Von Gamschen und Manschetten zur edlen Konfektion
Im Jahre 1886 wurde am Heinrichplatz in Berlin - Kreuzberg das Eckhaus Oranienstraße 191 im Zuge des Ausbaues der Luisenstadt als Teil der westlichen Friedrichstadt im Rahmen der zweiten Stadterweiterung errichtet. Seit 1897 befindet sich in den Erdgeschoßräumen des Hauses ein Herrenausstattungsgeschäft.
Der erste Inhaber, Irving Mandel, handelte zunächst mit Kragen, Manschetten, Gamaschen und Kragenstäbchen, doch schon bald nahm er auch Maßkonfektion in sein Programm auf. Im Jahre 1931 übergab Herr Mandel das Geschäft an seinen Verkäufer Kurt Stoisik und dessen Familie. Dieser prägte den Geschäftsnamen Kusto, gebildet aus den Anfangsbuchstaben seines Namens. Nach den Kriegswirren baute er das Geschäft wieder auf und stellte sein Angebot nach dem Prinzip >>aus alt mach neu<< zusammen. In den fünfziger Jahren dann blühten die Oranienstraße und der Heinrichplatz zu neuem Leben auf, und ebenso der Herrenausstatter Kusto.

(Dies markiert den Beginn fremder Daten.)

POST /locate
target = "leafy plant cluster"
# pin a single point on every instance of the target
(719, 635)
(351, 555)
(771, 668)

Nach Kurt Stoisiks Tod im Jahre 1976 übernahm sein Neffe Hans-Jürgen Manthey das Geschäft.
1980/81 wurde das Geschäft modernisiert und erhielt die Ausstattung, in der es sich bis Ende 1999 präsentierte. 1995 eröffnete Hans-Jürgen Manthey das jetzige Geschäft Kusto-Herrenmoden am Mariendorfer Damm 349. Im hellen, architektonisch reizvollen Ambiente können Sie bei Kaffee und einem netten Gespräch nach Herzenslust stöbern. Im Februar 2010 erfolgte dann ein Umbau des Geschäftes und eine damit verbundene Erweiterung der Verkaufsfläche. Durch die Erweiterung der Verkaufsflächen werden in der ersten Etage topmodische und individuelle Damenkollektionen aus Deutschland, Frankreich und Italien angeboten. Eine typgerechte und fachliche Beratung steht bei Kusto an erster Stelle. Tolle Events und zwei große Modenschauen im Jahr werden von dem engagierten Kusto-Team auf die Beine gestellt. Besuchen Sie den Fashion Hotspot im Süden von Berlin.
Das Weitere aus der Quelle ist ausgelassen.